Pubdate: Thu, 13 Dec 2001
Source: Post-Star, The (NY)
Copyright: 2001 Glens Falls Newspapers Inc.
Author: Joel Stashenko, Associated Press
Bookmark: (Rockefeller Drug Laws)


ALBANY -- While continuing the campaign to ease the harshest of the 
state's drug laws, an advocate for reform said the time is not ripe 
for Gov. George Pataki to make meaningful concessions.

"He's perceived by the public to have responded very well to the 
trade center attacks," Robert Gangi of the state Correctional 
Association said Wednesday. "He's gotten a lot of political capital 
out of that perception. There is less pressure on him to compromise 
on any issue."

Pataki spokesman Michael McKeon called Gangi's comment "the most 
ridiculous thing I've ever read" and said the governor is "committed 
to commonsense reforms" of the drug statutes.

Discussions over easing the mandatory sentencing laws for drug 
offenders have been conducted off and on for most of 2001. McKeon 
said the governor's counsel, James McGuire, made new overtures to the 
Legislature on the subject as recently as late last week.

But spokesmen for all the sides said Wednesday no agreement is imminent.

Gangi said Wednesday he hopes no agreement is struck and that the 
issue is deferred until 2002, when Pataki is expected to seek a third 
term as governor.

If the political capital Pataki has built in the aftermath of the 
World Trade Center attack "erodes," Gangi said the governor would be 
more receptive to drug sentencing changes that result in thousands 
fewer people being sent to state prison.

The intervening months would also bolster the case for reform in a 
state which could lose up to $9 billion in revenues by March 2003 due 
to the Sept. 11 attack, Gangi said. Plans to change the drug laws 
call for thousands of offenders to go into treatment programs rather 
than prisons, which cost up to $30,000 a year to incarcerate each 

"I think the economic argument is potentially a critical factor in 
any negotiations," Gangi said.

McKeon said Pataki wants reform of the drug statutes, but does not 
want to deal with those who want to use the issue for political gain.

"In Albany, it takes three to tango," he said. "We're looking for 
some dance partners."

Gangi's prisoner advocacy group released a compilation Wednesday of 
statements made by judges condemning the current sentencing laws as 
overly harsh and disproportionate to offenders' crimes. The report 
was titled, "Stupid and Irrational and Barbarous: New York judges 
speak against the Rockefeller Drug Laws."

The laws were adopted in 1973 and 1974 at the behest of former Gov. 
Nelson Rockefeller, who argued that drugs were wiping out inner-city 
neighborhoods around the state.
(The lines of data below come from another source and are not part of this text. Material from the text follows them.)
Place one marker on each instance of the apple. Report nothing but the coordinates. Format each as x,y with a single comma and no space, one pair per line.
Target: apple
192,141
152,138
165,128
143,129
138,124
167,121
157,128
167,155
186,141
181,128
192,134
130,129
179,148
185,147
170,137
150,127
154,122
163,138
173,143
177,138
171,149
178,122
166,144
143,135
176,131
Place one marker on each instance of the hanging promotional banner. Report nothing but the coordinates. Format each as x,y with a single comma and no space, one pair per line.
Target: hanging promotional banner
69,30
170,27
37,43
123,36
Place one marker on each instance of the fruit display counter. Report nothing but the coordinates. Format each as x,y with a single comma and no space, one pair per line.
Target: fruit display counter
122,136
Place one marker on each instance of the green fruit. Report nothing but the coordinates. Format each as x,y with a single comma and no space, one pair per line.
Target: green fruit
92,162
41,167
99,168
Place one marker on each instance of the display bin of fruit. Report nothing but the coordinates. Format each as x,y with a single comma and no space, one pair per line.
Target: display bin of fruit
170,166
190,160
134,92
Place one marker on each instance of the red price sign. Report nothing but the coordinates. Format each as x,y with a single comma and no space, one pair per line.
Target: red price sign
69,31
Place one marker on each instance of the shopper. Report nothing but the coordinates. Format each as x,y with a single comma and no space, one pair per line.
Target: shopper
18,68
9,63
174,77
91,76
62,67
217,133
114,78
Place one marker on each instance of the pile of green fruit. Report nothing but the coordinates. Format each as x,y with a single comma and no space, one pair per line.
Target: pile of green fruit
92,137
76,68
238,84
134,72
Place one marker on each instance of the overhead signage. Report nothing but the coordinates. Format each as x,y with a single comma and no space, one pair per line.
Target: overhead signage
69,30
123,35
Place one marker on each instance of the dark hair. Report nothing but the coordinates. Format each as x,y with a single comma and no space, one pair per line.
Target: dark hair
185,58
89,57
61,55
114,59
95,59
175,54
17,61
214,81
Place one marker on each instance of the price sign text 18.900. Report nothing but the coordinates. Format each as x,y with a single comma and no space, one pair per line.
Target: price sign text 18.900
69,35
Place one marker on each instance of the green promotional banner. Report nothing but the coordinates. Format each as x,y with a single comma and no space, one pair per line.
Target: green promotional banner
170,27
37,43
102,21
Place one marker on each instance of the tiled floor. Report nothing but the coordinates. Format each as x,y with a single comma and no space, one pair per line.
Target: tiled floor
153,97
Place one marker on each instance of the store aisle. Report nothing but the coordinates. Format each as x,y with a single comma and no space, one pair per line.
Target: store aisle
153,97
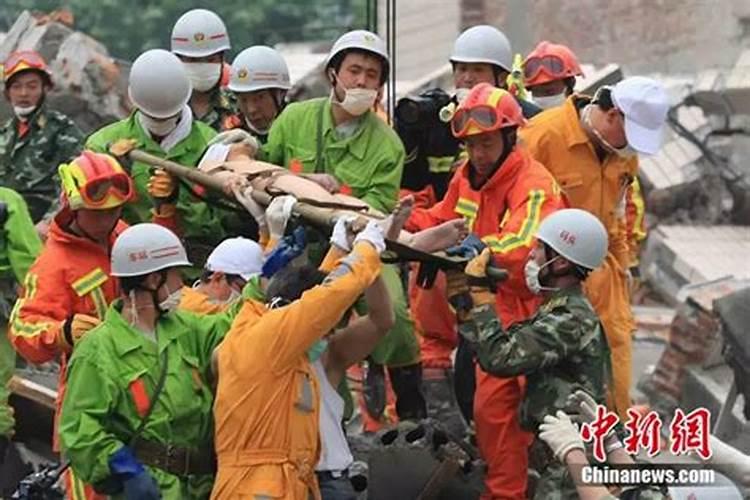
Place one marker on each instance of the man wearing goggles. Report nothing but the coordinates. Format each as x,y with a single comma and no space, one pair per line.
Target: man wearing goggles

The most extreme of the laws allow 
for prison sentences of up to life for first offenders caught with 
relatively small amounts of heroin or cocaine.

More typically, critics say mandatory sentencing laws have caused 
thousands of mainly minority, nonviolent drug abusers to be 
imprisoned for several years when they belong in treatment centers.

Opposition to easing the drug laws has been loudest from district 
attorneys in the state. They argue that only a few hundred inmates 
have been sent to prison for the maximum terms under the statutes and 
that the inmates serving the shorter mandatory sentences have 
exhibited violence in their lives, even if they haven't been 
convicted of violent offenses.

Onondaga County District Attorney William Fitzpatrick said 
prosecutors in 83 percent of the state now have available to them 
drug treatment as a sentencing option.

"We're really not missing people who are treatment-eligible and 
treatment-appropriate and sending them to jail," Fitzpatrick said 

He also predicted that the economic argument in favor of reforming 
the drug laws will not be persuasive.

"If you emasculate the laws tomorrow, the only dangerous financial 
impact you're going to have is from the dramatic increase in crime," 
he said.

Meanwhile Wednesday, a one-week advertisement campaign in the New 
York City area against the drug laws was entering its final two days. 
The campaign was sponsored by the Latino Health and Justice Coalition 
and endorsed by prominent Latino politicians in New York City.

The campaign urges Pataki, a Republican, to adopt the drug reform 
plan put forward by the Democrat-dominated state Assembly. Pataki has 
proposed two reform plans in recent years, but critics say each gave 
prosecutors too much power to veto treatment for offenders and not 
enough sentencing discretion to judges.